第5話:伊勢×安富×太田垣

「ところで聡明丸ちゃん」

「ん?」

「今って何年何月かわかる?」

 次郎は聡明丸と名乗る少女に、念のため本来ならば常識とでも言える、時候を訊ねることにした。だが、帰って来た答えは、少なくとも彼の常識の範疇を超え、そして悪い予感を的中させる程度には角度の高い情報であった。と、いうのも……。

「……あー、君関東から来たんだっけ……。今の都の暦は、明応七年閏十月だよっ。……どしたの、そんな顔して」

「うるう、じゅうがつ……?」

「うん。関東では閏月って使わないのかな?」

「……うるうづき……」

 ……次郎は、ようやく自身がタイムトリップをしたことを納得した。少なくとも、眼前の美少女や伊勢と名乗る美女に担がれているわけでなければ、そしてこの廃墟と化した京都府中心部が芝居のセットでなければ、自分は応仁の乱がおきてしばらくした京都にいるのだろう。
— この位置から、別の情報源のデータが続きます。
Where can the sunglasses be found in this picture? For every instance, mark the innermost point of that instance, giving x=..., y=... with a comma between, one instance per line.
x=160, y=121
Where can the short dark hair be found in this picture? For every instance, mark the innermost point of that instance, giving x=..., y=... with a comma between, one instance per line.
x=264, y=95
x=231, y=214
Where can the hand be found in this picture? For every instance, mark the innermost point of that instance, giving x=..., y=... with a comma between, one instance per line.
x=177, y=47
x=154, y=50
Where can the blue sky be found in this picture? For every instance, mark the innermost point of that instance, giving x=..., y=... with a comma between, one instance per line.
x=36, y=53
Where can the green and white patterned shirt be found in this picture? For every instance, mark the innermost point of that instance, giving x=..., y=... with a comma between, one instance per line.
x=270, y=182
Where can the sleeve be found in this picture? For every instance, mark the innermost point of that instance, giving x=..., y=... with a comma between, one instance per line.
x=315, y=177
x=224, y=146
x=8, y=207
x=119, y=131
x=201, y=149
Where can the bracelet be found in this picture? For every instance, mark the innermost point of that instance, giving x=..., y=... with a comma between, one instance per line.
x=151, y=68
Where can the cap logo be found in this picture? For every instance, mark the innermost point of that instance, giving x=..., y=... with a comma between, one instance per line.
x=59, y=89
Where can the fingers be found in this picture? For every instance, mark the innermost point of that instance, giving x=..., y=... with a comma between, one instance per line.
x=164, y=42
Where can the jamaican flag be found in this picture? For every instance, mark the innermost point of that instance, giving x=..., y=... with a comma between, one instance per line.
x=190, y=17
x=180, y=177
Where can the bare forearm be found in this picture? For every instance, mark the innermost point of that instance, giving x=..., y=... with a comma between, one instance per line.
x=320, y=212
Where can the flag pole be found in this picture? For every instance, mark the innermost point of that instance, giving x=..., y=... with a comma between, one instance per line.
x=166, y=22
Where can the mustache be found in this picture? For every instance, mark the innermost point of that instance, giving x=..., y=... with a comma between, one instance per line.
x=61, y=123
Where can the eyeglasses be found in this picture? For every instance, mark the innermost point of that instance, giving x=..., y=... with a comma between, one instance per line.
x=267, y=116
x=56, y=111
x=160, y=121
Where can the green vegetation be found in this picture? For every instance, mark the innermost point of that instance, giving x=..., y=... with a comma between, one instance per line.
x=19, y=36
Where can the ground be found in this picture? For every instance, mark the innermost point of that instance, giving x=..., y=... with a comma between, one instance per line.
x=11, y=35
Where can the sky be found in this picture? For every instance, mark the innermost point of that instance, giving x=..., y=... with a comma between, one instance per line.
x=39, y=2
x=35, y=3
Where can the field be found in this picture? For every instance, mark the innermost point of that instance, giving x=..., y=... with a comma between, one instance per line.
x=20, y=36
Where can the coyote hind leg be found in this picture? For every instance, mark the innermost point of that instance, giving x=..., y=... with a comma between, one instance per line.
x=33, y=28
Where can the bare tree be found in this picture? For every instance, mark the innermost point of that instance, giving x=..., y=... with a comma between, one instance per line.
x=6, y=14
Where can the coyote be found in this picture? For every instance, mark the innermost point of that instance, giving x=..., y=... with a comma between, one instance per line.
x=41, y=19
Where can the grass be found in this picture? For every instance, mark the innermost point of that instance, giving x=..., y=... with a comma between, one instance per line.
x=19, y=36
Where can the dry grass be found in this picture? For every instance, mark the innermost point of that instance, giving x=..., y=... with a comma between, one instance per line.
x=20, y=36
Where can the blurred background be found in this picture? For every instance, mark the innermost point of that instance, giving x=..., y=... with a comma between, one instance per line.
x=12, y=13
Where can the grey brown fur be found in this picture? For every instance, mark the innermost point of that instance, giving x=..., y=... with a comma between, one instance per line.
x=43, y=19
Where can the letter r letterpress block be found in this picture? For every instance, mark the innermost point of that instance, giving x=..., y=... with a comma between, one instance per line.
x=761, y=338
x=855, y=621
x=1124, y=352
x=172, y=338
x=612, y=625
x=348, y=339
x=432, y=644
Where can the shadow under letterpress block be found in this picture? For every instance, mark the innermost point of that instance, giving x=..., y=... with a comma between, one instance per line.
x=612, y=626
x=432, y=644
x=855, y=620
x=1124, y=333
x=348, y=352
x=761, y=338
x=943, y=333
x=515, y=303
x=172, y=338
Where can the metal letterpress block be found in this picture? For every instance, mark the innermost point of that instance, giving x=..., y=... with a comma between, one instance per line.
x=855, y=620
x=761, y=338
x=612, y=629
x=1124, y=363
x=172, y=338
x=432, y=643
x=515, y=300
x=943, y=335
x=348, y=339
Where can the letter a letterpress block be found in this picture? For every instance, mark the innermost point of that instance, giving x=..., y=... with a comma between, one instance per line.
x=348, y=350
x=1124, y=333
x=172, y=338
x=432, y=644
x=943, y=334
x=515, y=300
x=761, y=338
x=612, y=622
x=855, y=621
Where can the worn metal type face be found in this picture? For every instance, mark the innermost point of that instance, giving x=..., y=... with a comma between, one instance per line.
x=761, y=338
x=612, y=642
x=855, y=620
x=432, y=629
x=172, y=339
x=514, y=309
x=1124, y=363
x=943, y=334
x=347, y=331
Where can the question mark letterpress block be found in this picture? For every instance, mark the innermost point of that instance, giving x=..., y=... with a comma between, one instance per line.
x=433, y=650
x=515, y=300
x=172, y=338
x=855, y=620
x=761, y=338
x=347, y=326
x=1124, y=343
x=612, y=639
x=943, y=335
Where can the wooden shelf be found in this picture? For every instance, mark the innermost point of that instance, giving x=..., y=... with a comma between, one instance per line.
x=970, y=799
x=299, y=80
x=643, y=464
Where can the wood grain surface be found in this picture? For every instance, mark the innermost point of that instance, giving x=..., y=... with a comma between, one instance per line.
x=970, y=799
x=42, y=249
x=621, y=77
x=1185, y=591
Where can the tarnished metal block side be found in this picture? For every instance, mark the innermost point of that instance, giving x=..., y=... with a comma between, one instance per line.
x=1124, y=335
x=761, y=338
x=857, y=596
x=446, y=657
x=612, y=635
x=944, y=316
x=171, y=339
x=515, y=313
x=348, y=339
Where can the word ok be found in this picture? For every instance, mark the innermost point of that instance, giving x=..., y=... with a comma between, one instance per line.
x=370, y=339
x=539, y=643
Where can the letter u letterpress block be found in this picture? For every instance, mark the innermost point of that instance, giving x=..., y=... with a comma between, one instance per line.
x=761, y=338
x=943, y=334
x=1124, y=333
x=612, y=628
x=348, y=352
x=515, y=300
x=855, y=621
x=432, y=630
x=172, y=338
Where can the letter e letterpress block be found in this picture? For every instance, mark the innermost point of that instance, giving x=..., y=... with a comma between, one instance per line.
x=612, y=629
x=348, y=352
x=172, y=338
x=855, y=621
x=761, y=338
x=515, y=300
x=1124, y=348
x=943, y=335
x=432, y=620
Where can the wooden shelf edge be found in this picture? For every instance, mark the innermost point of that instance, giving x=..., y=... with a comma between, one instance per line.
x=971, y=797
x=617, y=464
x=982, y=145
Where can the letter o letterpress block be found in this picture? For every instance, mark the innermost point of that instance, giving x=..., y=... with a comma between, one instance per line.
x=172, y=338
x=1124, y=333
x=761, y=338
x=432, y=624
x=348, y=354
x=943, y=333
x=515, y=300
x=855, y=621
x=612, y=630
 背筋が寒くなる感覚を感じ、次郎はなぜ伊勢が自分を拾おうとしたのか、ようやく理解した。伊勢が自分を拾おうとしたこととは、つまり。

「姫ーっ、姫はどこにおわしまするかー!」

「げっ、安富の声だ。……じゃ、じゃあね次郎。伊勢も元気で!」

「あっ、細川殿っ!」

 ……次郎が絶望の彼方で落胆している間に、聡明丸はいなくなっていた。そして、次郎が次に意識がはっきりした時には、如何にも苦労しています、といったていの老人が伊勢の前で愚痴っていた。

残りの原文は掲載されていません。